Example: Asian countries, on average, are far, far ahead of the United States in adoption GHS (Globally Harmonized System of Classification and Labelling of Chemicals). So is Rodrik saying that the U.S. shouldn't have freer trade because the U.S. is slower in adopting international standards than, say, Taiwan?
2. Do you think that California should have free trade with, say, Louisiana? Or does he think that the two states have even remotely equivalent standards in environmental law? Given my experience with state-level environmental law, I can't see how you can conclude U.S. states have even roughly equivalent systems. So should there be more trade barriers between California and southeastern states?
Posted by: Mike Moffatt | June 11, 2008 at 09:06 AM
It's simply about losing "American jobs" to "them" and that ain't good because Americans need those jobs and without "those jobs", we're going to hell in a hand basket. Businesses are simply seen as "sell outs" to "their citizens".
If they agree with your explanation, it's only because it arrives at a similar conclusion that they want to hear.
That’s wrong.
It’s widely understood that many of our trading partners have minimal labor protections, pollute more then American companies, and in general pay massively lower wages then American firms do to domestic workers.
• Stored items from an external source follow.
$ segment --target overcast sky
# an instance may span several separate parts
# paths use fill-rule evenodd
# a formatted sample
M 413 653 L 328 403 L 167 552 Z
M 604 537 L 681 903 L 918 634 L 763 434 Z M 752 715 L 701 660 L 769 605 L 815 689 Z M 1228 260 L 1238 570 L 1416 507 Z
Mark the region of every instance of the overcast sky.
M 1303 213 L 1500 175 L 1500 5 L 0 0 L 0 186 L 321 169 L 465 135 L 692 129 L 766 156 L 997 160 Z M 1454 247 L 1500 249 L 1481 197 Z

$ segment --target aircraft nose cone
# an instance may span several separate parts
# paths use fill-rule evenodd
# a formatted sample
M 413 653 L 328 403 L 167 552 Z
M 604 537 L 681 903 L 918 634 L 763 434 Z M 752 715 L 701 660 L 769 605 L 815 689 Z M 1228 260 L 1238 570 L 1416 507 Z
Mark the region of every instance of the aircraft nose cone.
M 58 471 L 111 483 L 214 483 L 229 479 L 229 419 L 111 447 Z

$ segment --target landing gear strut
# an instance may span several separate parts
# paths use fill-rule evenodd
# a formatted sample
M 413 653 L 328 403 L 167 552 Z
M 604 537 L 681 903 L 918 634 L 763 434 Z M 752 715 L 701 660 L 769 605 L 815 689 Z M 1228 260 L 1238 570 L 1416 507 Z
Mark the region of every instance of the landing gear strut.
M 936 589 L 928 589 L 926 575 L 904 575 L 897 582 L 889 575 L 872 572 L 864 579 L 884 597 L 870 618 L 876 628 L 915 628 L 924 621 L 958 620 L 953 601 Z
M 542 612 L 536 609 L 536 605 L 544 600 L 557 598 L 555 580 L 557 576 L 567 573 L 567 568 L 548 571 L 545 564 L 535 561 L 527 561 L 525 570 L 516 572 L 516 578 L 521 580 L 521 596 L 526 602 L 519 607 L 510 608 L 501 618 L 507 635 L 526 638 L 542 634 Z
Also for people a little further up the information chain, say Ohio Democratic Party primary voters, it’s understood most Democratic politicians would insist on adding Labor and environmental trade standards to new trade agreements.
Posted by: Christopher Colaninno | June 11, 2008 at 09:27 AM
There were supposed to be italics around the first two paragraph on the last comment
Posted by: Christopher Colaninno | June 11, 2008 at 09:29 AM
"It’s widely understood that many of our trading partners have minimal labor protections, pollute more then American companies, and in general pay massively lower wages then American firms do to domestic workers."
The minimum wage is many U.S. states is significantly lower than it is in Canada, a major trading partner of the United States.
Do you believe the Canadian government should put an export tariff on, say, oil exports until the minimum wage in Minnesota approaches Ontario standards?
Posted by: Mike Moffatt | June 11, 2008 at 10:24 AM
Since they see themselves as "positive" scientists I don't think a lot of economists are comfortable with acknowledging that fair and unfair exist. So, it's a lot easier to label their critics as "irrational" than acknowledge that they are studying a messy social science.